Thirteen patients who received placebo and a higher (p=0.03) proportion who received clonidine (i.e., 20 patients) had side effects. The incidence of dry mouth (placebo [1 subject], clonidine [11 subjects]) was also higher (p<0.002) during clonidine treatment. Drowsiness (placebo [3 subjects], clonidine [4 subjects]), lightheadedness (placebo [2 subjects], clonidine [5 subjects]) fatigue (placebo [4 subjects], clonidine [4 subjects]) were not significantly more common during clonidine therapy.

DISCUSSION

In contrast to our previous uncontrolled study,11 clonidine’s overall effects on bowel symptoms, fecal continence, and anorectal functions were not significant compared to placebo in this study. Confirming prior observations, clonidine significantly reduced stool consistency in patients with diarrhea.12 Its effects on fecal continence were borderline significant in patients with diarrhea at baseline and separately in patients without anal injury by MRI.

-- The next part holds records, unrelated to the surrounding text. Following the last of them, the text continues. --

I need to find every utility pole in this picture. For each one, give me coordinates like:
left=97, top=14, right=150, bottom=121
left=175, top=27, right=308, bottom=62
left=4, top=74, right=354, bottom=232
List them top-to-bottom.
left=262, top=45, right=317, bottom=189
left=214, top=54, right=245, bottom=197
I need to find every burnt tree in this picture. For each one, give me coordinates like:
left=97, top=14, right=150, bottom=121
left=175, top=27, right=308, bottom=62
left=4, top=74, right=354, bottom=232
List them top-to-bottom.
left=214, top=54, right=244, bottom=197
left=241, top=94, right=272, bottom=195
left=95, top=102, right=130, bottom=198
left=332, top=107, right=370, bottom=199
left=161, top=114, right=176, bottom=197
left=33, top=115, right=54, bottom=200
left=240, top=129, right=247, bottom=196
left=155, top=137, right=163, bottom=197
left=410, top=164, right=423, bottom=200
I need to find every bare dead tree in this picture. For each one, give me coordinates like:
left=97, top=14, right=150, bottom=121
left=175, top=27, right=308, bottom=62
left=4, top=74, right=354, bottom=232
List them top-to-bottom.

We considered four potential reasons that might explain the lack of efficacy of clonidine, i.e., a floor effect due to very mild baseline symptoms, greater than anticipated placebo response, larger than expected variation, and true lack of drug effects. A “floor” effect seems unlikely because all patients had moderate symptoms or worse at baseline. Nearly 50% (21 patients) had an average of 5 FI episodes per week and, more than one-third of all bowel movements were incontinent,, and 57% of incontinent stools were characterized by more than a stain, which is a useful index of FI that has not been quantified in other therapeutic trials. The FICA symptom scoring system is the only symptom severity index of FI that incorporates all 4 ingredients of FI.16, 17

Except for the number of FI episodes, FI parameters were not significantly different between placebo and clonidine groups. However, the placebo response rate was high. Forty one percent of patients treated with placebo had a 50% or greater reduction in the number of days or episodes with FI. This placebo response rate is comparable to previous studies with diarrhea-predominant IBS24 and, using a different criterion, higher than the placebo response rate (i.e., 32%) in a trial of the perianal bulking agent, dextranomer, for FI.25 In the pivotal uncontrolled, multicenter trial of sacral nerve stimulation, 86% of patients reported a ≥50% reduction in the number of FI episodes per week compared to baseline and 40% achieved perfect continence.26 While these effects of sacral nerve stimulation are substantially better than the effects of clonidine, that study, like most other therapeutic trials in FI, was uncontrolled. The high placebo response rate, which has been noted previously, 27 underscores the need for controlled therapeutic trials in FI.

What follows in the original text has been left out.